A fortnight ago, the world joined Japan to mark the 75th anniversary of the detonation of two atomic bombs by the United States over the Japanese cities of Hiroshima and Nagasaki during the final stages of World War II in 1945. The bomb nicknamed ‘Little boy’ was dropped on Hiroshima on August 6 and the other called ‘Fat Man’ over Nagasaki on August 9. The Atomic Bombs left in their wake at least 130,000 people killed and many more maimed, mutilated and disfigured for life with the victims being mostly civilians far removed from the theater of war. Although the two atomic bombings remain the only use of nuclear weapons in the history of warfare; given the number of countries currently having nuclear capabilities, there is without doubt an uncertainty prevailing among peace-loving people as to whether the world we live in is safe from such attacks, which could be triggered by the idiosyncrasies of world leaders who come to be in charge of huge arsenals of such deadly weapons.
The devastation caused by the vagaries of nature, like earthquakes, tornadoes or tsunamis, often times prompted directly or indirectly by the activities of unthinking, selfish and self-centered individuals, is to some extent tolerable though beyond our control, but definitely not the premeditated atrocities unleashed on innocent men, women and children, some even unborn and for no fault of theirs.
Meanwhile, in a statement to mark the event, United Nations Secretary General Antonio Guterres said, “This month marks the 75th anniversary of the atomic bombing of Hiroshima and Nagasaki, when humanity learned of the devastation a single nuclear bomb can unleash. The lingering suffering caused to the survivors, the hibakusha, should give us daily motivation to eliminate all nuclear weapons. The hibakusha have shared their stories so the horror experienced by Hiroshima and Nagasaki will never be forgotten. Yet the nuclear threat is growing once more”.
He said a web of agreements and instruments has been constructed to prevent the use of these uniquely destructive weapons and ultimately to eliminate them. But that framework has idled for decades and starting to erode. The potential that nuclear weapons will be used – intentionally, accidentally or as a result of miscalculation – is dangerously high.

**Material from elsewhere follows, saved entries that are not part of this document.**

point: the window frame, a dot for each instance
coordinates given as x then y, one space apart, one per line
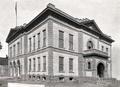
71 42
61 64
44 38
71 65
61 39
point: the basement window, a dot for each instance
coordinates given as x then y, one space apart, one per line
71 78
61 78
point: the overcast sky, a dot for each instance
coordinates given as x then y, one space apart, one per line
106 13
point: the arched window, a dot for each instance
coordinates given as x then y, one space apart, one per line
89 45
89 65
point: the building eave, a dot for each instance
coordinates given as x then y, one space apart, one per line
51 10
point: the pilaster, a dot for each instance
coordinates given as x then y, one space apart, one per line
25 57
80 56
50 44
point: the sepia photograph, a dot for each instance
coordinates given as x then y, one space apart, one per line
60 43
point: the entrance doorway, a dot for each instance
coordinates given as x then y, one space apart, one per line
100 70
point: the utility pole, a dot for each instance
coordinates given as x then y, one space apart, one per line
16 11
0 46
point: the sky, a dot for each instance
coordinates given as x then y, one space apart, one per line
106 13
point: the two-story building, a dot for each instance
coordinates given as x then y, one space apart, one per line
55 44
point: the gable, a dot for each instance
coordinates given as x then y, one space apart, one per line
12 31
93 26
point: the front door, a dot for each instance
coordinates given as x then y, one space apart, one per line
100 70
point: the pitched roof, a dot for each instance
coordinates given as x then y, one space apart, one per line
53 11
3 61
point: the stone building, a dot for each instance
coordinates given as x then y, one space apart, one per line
3 66
59 45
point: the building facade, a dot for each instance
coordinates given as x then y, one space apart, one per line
59 45
3 67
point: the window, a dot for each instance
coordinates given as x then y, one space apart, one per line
38 63
34 64
61 78
44 63
21 46
70 41
107 50
102 48
61 39
10 51
89 65
38 40
70 65
61 64
29 65
14 49
18 48
90 45
29 44
44 38
34 43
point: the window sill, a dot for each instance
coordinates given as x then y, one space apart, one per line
71 72
61 71
44 71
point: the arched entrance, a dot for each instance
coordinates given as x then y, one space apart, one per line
100 70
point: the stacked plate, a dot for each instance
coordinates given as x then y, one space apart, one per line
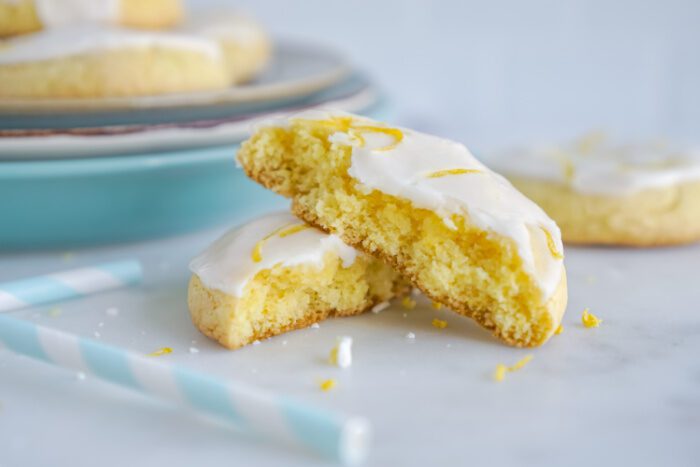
78 172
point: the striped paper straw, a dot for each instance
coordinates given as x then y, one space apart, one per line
68 284
338 437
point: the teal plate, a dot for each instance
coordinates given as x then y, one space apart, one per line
80 202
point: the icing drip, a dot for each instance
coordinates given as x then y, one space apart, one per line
235 258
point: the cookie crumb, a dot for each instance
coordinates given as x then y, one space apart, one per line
379 307
160 352
590 320
341 354
439 323
501 370
327 385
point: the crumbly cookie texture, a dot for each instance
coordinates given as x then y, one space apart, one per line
600 192
288 278
245 44
26 16
501 266
111 74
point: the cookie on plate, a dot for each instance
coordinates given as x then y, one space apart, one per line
24 16
460 232
245 44
611 194
88 61
276 274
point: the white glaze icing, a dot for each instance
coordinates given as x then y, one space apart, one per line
595 165
92 38
227 265
61 12
487 199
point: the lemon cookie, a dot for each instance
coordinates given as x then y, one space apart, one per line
277 274
604 193
425 205
94 61
23 16
245 44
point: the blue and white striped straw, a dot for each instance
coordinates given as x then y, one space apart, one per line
68 284
338 437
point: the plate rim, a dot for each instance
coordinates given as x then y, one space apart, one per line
233 94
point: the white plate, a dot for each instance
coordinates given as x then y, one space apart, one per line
160 138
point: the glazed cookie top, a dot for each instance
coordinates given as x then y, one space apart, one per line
595 165
277 239
59 12
80 39
444 177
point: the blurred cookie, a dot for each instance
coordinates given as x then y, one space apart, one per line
88 60
23 16
276 274
245 44
602 193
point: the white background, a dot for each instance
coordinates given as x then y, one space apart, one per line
502 71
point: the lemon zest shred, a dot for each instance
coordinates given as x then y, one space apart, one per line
439 323
590 320
284 231
352 127
501 369
445 173
556 254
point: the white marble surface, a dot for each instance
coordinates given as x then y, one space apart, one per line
627 393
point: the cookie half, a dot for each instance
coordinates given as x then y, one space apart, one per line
425 205
24 16
603 193
276 274
245 44
89 61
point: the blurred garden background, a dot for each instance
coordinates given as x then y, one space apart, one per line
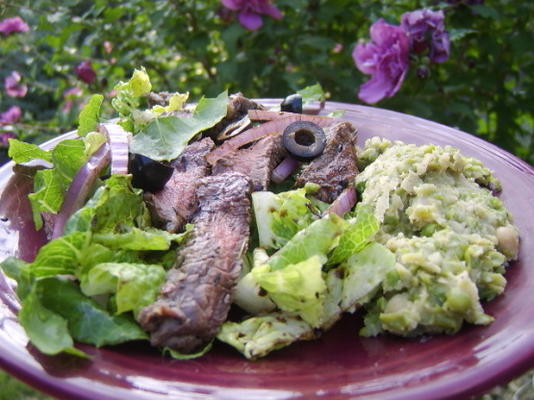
464 63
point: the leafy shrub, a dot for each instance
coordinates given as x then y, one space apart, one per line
485 87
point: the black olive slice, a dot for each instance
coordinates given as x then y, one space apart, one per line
304 140
148 174
292 103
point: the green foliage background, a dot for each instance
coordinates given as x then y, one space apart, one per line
485 88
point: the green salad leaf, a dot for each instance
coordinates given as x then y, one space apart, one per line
88 119
135 285
297 288
280 216
358 234
88 322
21 152
165 138
317 239
257 336
312 93
47 330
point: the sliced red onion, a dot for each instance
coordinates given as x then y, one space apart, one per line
344 203
80 187
284 169
119 141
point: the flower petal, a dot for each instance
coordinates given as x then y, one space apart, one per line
13 25
250 20
232 4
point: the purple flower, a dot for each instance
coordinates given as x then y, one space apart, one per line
426 30
85 72
13 86
385 58
70 95
10 116
250 11
13 25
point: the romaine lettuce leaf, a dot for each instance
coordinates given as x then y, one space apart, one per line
312 93
176 102
115 207
364 272
47 330
317 239
165 138
257 336
358 234
134 285
21 152
128 93
50 185
297 288
88 322
88 118
60 256
18 270
280 216
137 239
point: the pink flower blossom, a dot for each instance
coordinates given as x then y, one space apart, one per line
85 72
13 25
70 96
10 116
426 30
108 46
385 58
13 86
250 11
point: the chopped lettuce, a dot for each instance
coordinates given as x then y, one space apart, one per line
21 152
364 272
257 336
50 185
88 322
280 216
129 93
47 330
116 207
318 238
106 249
135 285
297 288
358 234
312 93
165 138
176 103
88 119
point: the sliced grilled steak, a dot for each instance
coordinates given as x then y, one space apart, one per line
173 206
257 161
336 168
196 297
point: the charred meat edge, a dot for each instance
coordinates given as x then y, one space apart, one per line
336 168
174 205
196 298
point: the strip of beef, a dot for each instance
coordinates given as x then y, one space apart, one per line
196 297
257 161
336 168
174 205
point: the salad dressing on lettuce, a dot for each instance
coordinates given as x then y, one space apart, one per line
425 244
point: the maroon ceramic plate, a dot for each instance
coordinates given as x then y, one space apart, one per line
340 365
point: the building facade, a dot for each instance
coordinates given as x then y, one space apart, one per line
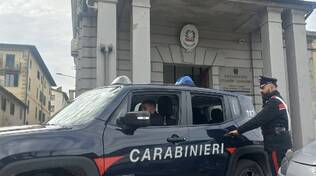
12 111
222 44
25 75
59 100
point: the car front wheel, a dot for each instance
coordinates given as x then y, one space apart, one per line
248 168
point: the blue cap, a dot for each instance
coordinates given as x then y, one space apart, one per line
185 81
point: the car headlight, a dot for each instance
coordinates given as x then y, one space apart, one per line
285 162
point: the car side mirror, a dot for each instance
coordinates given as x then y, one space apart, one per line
134 120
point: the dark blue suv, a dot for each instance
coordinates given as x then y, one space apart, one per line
104 132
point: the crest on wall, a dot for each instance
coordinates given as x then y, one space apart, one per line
189 37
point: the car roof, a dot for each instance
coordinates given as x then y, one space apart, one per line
173 87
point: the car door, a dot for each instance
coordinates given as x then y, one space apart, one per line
210 118
148 150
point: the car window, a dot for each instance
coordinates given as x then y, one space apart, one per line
86 107
235 106
248 107
163 107
207 109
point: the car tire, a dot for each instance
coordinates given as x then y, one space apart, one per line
248 168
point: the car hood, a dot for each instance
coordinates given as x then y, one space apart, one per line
16 130
306 155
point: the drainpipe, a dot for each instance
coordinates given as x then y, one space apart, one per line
27 83
251 65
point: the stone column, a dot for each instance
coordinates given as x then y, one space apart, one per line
140 41
106 39
299 79
272 45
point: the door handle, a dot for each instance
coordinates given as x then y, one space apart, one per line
175 139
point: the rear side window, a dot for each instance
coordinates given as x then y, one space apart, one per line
207 109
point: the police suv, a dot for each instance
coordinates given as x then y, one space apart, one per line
103 132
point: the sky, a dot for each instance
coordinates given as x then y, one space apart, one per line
47 25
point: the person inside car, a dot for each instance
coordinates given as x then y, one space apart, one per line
155 118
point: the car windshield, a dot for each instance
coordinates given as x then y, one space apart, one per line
85 108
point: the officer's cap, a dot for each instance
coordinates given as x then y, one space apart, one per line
267 80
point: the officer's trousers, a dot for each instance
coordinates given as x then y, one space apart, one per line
275 158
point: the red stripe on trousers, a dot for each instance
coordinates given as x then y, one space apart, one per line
275 162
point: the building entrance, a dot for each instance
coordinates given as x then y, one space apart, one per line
200 75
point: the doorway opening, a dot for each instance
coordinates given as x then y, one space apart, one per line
200 75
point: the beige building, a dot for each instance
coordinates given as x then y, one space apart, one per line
224 45
24 74
59 100
12 109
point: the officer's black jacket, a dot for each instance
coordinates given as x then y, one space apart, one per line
271 116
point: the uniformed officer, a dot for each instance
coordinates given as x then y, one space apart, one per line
274 122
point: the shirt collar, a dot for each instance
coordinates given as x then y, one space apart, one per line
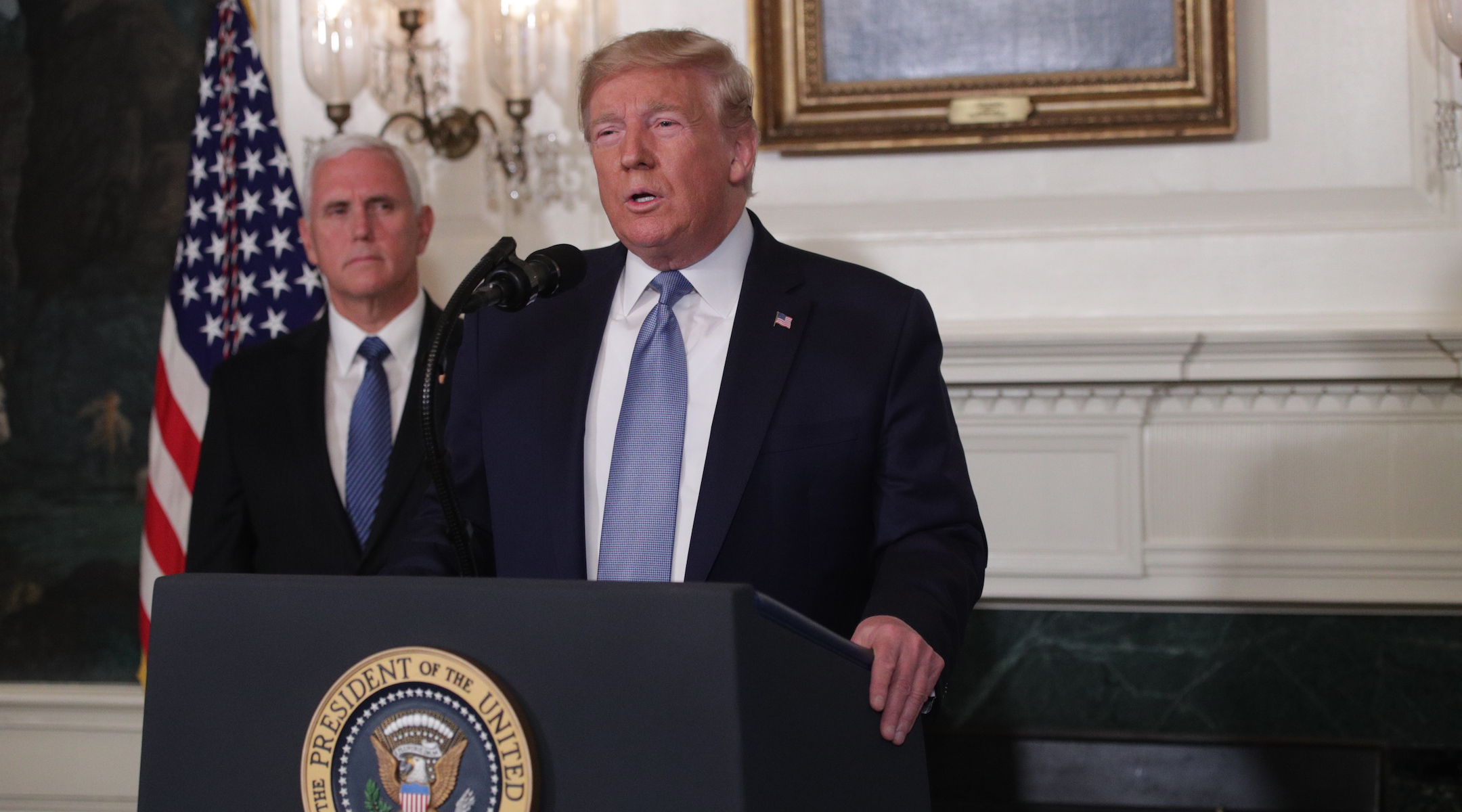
401 334
717 278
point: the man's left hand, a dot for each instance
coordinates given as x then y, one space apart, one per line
904 672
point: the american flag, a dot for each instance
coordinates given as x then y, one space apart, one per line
240 276
414 798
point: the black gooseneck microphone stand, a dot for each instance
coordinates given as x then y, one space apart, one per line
509 284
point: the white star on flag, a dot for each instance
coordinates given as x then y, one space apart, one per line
278 282
250 205
248 246
252 126
214 329
280 161
201 131
218 208
253 82
274 323
189 291
243 323
215 288
252 164
221 167
246 287
217 247
311 279
190 252
280 242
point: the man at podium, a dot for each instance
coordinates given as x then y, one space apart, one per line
713 405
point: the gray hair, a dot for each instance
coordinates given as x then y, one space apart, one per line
347 142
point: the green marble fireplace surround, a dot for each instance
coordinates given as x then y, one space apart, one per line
1391 679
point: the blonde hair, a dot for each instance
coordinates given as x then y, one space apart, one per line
682 49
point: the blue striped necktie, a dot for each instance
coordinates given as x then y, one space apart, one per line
638 539
368 450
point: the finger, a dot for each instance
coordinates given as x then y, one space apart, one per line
883 665
900 688
918 694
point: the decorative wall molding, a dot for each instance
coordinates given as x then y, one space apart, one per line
1202 357
69 748
1285 487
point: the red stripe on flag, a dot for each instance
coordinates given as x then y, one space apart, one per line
143 627
177 434
162 538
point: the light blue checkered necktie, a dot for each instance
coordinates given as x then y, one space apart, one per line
368 450
638 539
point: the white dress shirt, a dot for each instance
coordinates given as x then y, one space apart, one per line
345 370
705 317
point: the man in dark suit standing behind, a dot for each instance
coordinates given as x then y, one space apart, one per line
713 405
312 456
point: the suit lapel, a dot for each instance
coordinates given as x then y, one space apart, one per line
408 450
757 360
309 421
582 334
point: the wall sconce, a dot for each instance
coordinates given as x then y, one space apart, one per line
521 35
1446 16
335 51
453 132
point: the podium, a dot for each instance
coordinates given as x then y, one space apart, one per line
626 696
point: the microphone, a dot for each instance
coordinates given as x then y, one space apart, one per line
509 284
515 284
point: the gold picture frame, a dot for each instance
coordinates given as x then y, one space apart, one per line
801 113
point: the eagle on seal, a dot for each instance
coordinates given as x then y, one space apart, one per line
416 780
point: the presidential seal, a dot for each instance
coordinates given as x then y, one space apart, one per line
417 731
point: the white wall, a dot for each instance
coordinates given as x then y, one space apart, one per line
1327 212
1321 244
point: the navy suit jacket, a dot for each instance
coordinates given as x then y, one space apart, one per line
265 499
835 481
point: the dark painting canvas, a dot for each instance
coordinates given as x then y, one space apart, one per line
97 99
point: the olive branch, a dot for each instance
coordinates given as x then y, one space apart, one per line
373 800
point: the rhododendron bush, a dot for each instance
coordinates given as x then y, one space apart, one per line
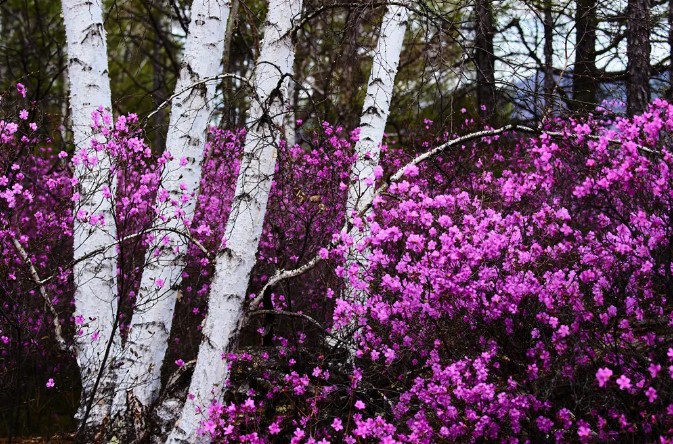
513 287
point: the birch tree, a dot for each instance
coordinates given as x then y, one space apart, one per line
94 278
376 108
191 108
244 226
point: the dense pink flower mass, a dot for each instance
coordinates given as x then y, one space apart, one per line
515 288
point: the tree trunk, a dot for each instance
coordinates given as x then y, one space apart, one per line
94 278
638 53
376 107
140 374
375 114
584 72
485 59
244 227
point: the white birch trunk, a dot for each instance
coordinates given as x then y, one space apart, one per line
375 114
140 373
244 227
376 108
94 278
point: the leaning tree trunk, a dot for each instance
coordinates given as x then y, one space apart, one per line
139 378
94 277
244 226
549 81
638 53
373 121
485 59
585 78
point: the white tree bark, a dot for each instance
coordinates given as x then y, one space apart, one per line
376 108
375 114
94 278
244 227
147 342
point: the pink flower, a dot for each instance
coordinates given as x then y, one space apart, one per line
584 431
603 375
337 424
624 382
274 429
651 394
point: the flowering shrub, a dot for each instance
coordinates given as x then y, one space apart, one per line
516 288
526 297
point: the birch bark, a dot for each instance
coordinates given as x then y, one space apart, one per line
376 107
375 114
140 373
244 226
94 278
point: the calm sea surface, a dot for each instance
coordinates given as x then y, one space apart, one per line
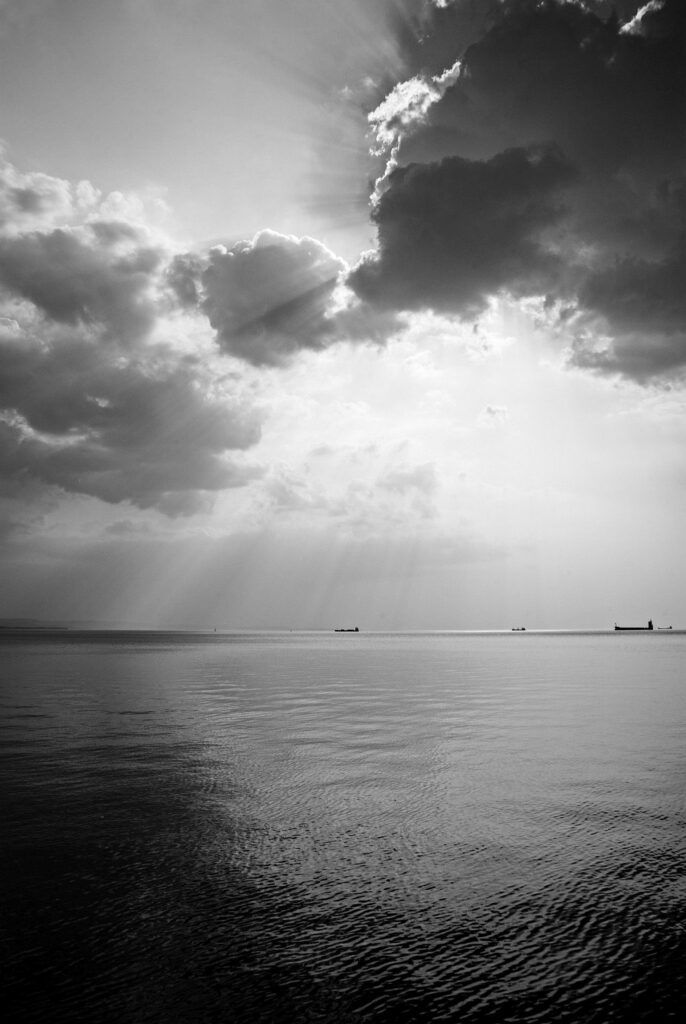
343 827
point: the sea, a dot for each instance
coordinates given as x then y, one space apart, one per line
335 826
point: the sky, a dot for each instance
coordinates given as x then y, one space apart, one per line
324 313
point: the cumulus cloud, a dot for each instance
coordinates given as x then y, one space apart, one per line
142 430
93 398
76 280
269 297
454 232
602 229
276 295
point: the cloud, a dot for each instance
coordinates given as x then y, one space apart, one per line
454 232
142 430
604 97
75 280
268 298
95 398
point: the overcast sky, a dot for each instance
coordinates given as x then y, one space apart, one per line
336 312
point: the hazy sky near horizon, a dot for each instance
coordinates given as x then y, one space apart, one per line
335 312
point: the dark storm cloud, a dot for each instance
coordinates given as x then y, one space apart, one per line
453 232
269 298
91 399
606 94
79 417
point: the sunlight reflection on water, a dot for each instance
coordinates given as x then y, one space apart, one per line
369 827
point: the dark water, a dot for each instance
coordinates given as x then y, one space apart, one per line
343 827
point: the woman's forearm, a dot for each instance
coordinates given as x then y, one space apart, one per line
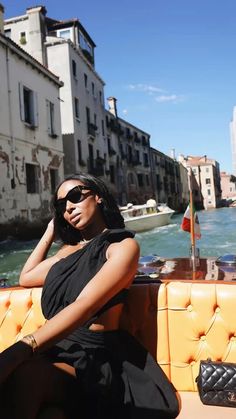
38 255
61 325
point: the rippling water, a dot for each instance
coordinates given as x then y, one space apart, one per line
218 228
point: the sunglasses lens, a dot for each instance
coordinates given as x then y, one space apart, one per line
74 196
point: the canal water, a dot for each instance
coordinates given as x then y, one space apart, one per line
218 230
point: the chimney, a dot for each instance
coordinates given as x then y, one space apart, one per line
1 18
112 105
172 153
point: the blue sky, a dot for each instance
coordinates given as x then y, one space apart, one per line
171 64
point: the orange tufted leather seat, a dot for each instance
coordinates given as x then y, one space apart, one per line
179 322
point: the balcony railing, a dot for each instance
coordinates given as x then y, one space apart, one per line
92 128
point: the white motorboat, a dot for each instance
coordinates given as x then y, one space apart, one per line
146 217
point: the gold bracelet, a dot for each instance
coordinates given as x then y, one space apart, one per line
31 342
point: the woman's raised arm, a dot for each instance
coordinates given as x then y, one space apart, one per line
37 266
117 273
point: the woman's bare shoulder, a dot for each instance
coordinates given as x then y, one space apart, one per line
127 246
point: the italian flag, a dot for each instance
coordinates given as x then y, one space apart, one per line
186 223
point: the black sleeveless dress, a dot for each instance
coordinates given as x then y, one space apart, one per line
117 377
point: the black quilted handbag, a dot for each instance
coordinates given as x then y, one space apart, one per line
216 383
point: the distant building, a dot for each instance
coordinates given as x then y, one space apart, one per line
169 180
95 140
31 151
228 186
129 152
207 191
67 50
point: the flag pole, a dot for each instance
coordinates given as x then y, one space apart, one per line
192 222
192 235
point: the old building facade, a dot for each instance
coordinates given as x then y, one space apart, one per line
95 139
207 193
31 150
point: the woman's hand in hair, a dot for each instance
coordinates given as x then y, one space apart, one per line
37 265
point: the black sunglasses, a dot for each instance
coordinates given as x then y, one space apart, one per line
75 195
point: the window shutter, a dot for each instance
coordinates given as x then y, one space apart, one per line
35 109
48 116
21 102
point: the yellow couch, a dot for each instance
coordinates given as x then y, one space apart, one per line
179 322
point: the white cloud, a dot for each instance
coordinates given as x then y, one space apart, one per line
148 88
169 98
160 95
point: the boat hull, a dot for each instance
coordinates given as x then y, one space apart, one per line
144 222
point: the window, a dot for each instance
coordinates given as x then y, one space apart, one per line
76 108
28 105
100 96
88 116
51 118
7 33
85 80
84 44
145 159
74 68
131 180
140 179
64 33
23 38
112 174
79 151
32 185
91 158
53 179
103 129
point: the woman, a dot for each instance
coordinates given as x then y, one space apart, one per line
81 361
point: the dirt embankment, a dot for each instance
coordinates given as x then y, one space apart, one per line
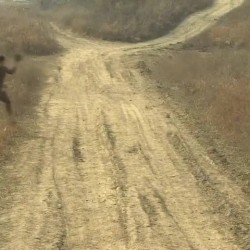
208 78
131 20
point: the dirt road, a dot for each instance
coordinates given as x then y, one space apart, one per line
108 164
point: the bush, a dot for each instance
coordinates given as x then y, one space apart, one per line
23 31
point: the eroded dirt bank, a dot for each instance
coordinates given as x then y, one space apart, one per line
108 165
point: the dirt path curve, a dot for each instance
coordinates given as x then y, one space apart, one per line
109 166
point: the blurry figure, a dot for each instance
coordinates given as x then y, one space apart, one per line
3 71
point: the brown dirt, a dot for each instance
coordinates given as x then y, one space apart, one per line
109 165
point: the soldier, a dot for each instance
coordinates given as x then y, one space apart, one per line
3 71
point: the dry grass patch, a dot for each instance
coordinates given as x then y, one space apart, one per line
214 87
233 31
131 20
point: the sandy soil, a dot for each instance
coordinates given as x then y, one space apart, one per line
108 165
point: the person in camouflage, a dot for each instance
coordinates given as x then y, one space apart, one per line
3 72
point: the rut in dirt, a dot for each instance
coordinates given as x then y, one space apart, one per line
110 164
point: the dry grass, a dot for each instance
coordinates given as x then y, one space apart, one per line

“Fueled by mounting international tensions and the dissolution of trust, relations among countries that possess nuclear weapons are devolving into dangerous and destabilizing confrontations. As governments lean heavily on nuclear weapons for security, politicians are trading heated rhetoric about their possible use and devoting vast sums of money to improve their lethality; money that could be much better spent on peaceful, sustainable development,” Mr. Guterres said. “Along with climate change, nuclear weapons represent an existential threat to our societies. Most of the nearly 13,000 nuclear arms currently in global arsenals are vastly more destructive than the bombs dropped on Hiroshima and Nagasaki. Any use would precipitate a humanitarian disaster of unimaginable proportions. It is time to return to the shared understanding that a nuclear war cannot be won and must not be fought and to the collective agreement that we should work towards a world free of nuclear weapons and to the spirit of cooperation that enabled historic progress towards their elimination.”
We conclude this column with a message from Pope Francis, the prophetic voice for peace, reconciliation and a world free of nuclear weapons when on the seventy-fifth anniversary of the nuclear attacks on Japan, he once again called “for prayer and commitment to a world completely free of nuclear weapons.”
The Holy Father has repeatedly called for nuclear disarmament and the elimination of stockpiles of nuclear weapons, notably during his visit in 2019 to Hiroshima and Nagasaki.
“We continue even today to hear the cries of those who are no longer present. They came from different places, had different names, and some spoke different languages. Yet all were united in the same fate, in a terrifying hour that left its mark forever not only on the history of this country, but on the face of humanity. The use of atomic energy for purposes of war is today, more than ever, a crime not only against the dignity of human beings but against any possible future for our common home. The use of atomic energy for purposes of war is immoral, just as the possession of atomic weapons is immoral,” Pope Francis said.
We must never forget to remember such cataclysmic and catastrophic crimes committed against humanity lest they be repeated for reasons that can never be justified nor acceptable.